Background: Duchenne muscular dystrophy (DMD) is an X-linked neuromuscular disease
caused by the lack of dystrophin due to mutations in the DMD gene. Since dystrophin is essential in
maintaining the integrity of the sarcolemmal membrane, the absence of the protein leads to muscle
damage and DMD disease manifestation. Currently, there is no cure with only symptomatic management
Objective: The most recent advancements in DMD therapies do not provide a permanent treatment for
DMD. CRISPR/Cas technology poses as an attractive platform for DMD gene therapy both dependent
and independent of the specific mutation.
Method: CRISPR/Cas technology can be utilized independent of the patient mutation by modulating
disease modifiers. Regarding DMD duplication mutations, full length dystrophin can be restored using
a single sgRNA approach. For DMD deletion and point mutations, the open reading frame (ORF) can
be restored by removing or reframing exon(s) to produce a shorter form of dystrophin. The full-length
wildtype dystrophin can also be restored using homologous recombination (HR). The CRISPR/Cas
components for these strategies were delivered in vivo using the adeno-associated virus (AAV) vector.

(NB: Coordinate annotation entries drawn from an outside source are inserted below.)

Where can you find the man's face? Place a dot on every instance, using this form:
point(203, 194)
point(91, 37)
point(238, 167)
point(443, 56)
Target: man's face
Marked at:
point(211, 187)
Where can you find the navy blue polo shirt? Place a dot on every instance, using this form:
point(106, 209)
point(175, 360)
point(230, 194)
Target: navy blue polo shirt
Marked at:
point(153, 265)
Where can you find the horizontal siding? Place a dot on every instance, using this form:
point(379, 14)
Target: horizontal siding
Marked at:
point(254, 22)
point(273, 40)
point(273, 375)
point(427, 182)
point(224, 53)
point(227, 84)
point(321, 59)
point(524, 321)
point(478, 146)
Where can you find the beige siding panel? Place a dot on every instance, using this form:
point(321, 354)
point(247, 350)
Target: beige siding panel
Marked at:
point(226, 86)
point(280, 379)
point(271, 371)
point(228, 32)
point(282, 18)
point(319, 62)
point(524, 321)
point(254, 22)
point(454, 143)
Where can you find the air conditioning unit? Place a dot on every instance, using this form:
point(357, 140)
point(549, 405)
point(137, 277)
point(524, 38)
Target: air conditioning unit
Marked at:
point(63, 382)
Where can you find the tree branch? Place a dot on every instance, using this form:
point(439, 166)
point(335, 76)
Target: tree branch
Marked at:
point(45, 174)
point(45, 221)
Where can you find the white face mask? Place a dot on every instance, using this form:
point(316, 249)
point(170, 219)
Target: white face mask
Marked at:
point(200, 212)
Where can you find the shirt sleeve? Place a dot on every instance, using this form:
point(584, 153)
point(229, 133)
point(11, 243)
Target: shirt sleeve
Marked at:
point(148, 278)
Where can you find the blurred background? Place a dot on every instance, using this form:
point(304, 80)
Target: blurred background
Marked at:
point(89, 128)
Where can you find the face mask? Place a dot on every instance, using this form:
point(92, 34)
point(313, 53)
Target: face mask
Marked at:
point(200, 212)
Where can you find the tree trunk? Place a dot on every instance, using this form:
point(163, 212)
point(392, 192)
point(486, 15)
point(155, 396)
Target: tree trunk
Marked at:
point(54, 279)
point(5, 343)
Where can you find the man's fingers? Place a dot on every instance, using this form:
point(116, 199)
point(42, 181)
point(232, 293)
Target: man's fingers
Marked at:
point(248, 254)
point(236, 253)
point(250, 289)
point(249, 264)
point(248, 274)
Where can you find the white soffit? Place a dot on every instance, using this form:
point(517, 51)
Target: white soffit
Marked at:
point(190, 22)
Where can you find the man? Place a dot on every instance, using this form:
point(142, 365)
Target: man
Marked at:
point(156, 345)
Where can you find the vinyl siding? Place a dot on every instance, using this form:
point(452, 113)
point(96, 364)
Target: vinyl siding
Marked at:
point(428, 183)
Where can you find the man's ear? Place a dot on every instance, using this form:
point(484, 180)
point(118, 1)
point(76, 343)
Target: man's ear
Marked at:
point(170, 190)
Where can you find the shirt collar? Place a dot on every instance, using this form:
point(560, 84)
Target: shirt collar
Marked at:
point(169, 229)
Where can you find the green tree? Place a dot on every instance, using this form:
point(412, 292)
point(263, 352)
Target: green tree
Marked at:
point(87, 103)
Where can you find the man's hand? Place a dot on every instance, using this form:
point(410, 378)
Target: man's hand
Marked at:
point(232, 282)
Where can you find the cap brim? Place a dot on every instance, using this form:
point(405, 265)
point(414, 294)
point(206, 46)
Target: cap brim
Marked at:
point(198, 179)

Results: The upregulation of a dystrophin homologue called utrophin can compensate for the lack of
dystrophin protein, and has been successfully demonstrated in patient cells. Full-length dystrophin was
restored in patient cells carrying duplication mutations. The shorter form and full-length dystrophin
was recovered using CRISPR strategies in vitro and in vivo.
Conclusions: Restoration of the wild type and shorter form of dystrophin highlights the therapeutic
potential of CRISPR technology for DMD.